New Delhi: India’s factory output growth slowed to 0.6% in August after expanding 2.7% in the previous month, data released on Friday show, suggesting that economic recovery remains tenuous.

The manufacturing and mining sectors contracted 0.1% and 0.2%, respectively, in the month while electricity generation grew 7.2%, according to the Index of Industrial Production (IIP) data put out by the government.

The Reserve Bank of India (RBI) is scheduled to announce its second-quarter monetary policy on 29 October. Even against the backdrop of weak economic growth, some experts expect the central bank to hike the repo rate to tame inflation.

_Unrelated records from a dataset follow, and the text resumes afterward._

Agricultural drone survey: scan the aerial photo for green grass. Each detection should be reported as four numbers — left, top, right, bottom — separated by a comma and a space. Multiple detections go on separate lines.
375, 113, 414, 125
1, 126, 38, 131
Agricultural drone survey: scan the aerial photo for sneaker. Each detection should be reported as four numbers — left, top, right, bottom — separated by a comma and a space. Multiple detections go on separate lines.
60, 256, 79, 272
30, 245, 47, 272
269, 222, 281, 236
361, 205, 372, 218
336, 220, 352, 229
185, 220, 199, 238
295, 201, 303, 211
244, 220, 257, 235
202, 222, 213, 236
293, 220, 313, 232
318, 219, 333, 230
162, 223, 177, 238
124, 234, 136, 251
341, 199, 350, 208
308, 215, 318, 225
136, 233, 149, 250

Inflation as measured by the wholesale price index, or WPI, quickened to 6.1% in August from 5.79% in July on rising food prices. Retail inflation, as measured by the consumer price index, or CPI, slowed for the second month to 9.52% in August from 9.64% in July.

RBI governor Raghuram Rajan, in an interview that Mint published on 8 October, said he would take a call on the monetary policy after looking at the factory output and inflation numbers. The CPI and WPI data for September will be released on Monday.

“I continue to say inflation is a primary concern. But the fight against inflation will take into account the state of the economy," Rajan said.

The International Monetary Fund (IMF) said that in a number of economies, including Brazil, India and Indonesia, more monetary tightening may well be needed to address inflationary pressure from capacity constraints, which will likely be reinforced by recent currency depreciation. Since January, the rupee has weakened by about 11% against the US dollar and lost the third most after the Indonesian rupiah and Japanese yen in Asia.

While output in the volatile capital goods segment, which represents investment demand in the economy, contracted 2% in August, basic goods and intermediate goods production expanded 1.5% and 3.6%, respectively. Consumer goods output also contracted 0.8% on a sharp decline in production of consumer durables by 7.6% for the ninth time in a row.

Madan Sabnavis, chief economist at CARE Ratings, said the hope is that during the festival and the harvest seasons consumer demand will revive, which, coupled with some pick-up in investment, could bring about a turnaround. This, however, will be very gradual, he said.

Finance minister P. Chidambaram said on Thursday the economy had shown early indications of a recovery with a pick-up in exports in the second quarter, the return of growth in the manufacturing sector and a reasonable rise in freight traffic.

Rajan, in the interview, said the news on the Indian economy from now on will start getting better. He said strong farm output, speedy implementation of large infrastructure projects and high exports will help the economy bounce back in the second half of the financial year (October-March).

But IMF forecast that India’s economic growth would fall to 4.25% in the year to 31 March in its World Economic Outlook report released on Tuesday, saying the economy would continue to underperform because of regulatory, infrastructural and financing issues.

The projection is less than the government’s estimate of gross domestic product (GDP) growth of 5-5.5%. IMF said robust farm production will be offset by an anaemic performance by the manufacturing and services sectors, and that the current monetary tightening will crimp domestic demand.

“I know that the World Economic Outlook report does not share my optimism, but I may tell you that we do not share their pessimism," Chidambaram said.

India’s economy grew by 4.4% in the three months ended 30 June, its slowest quarterly pace in four years. In 2012-13, economic growth at 5% was the slowest in a decade.

The Asian Development Bank on 2 October slashed its growth forecast for India to 4.7% for 2013-14 from 6% earlier. It expects economic growth in India to pick up in 2014-15 to 5.7%, down from 6.5% projected earlier.

The finance ministry, in a quarterly review of the economy for the April-June period posted on its website, said current macroeconomic trends indicate that a combination of global and domestic developments is likely to result in a “shallow U" shaped recovery in 2013-14.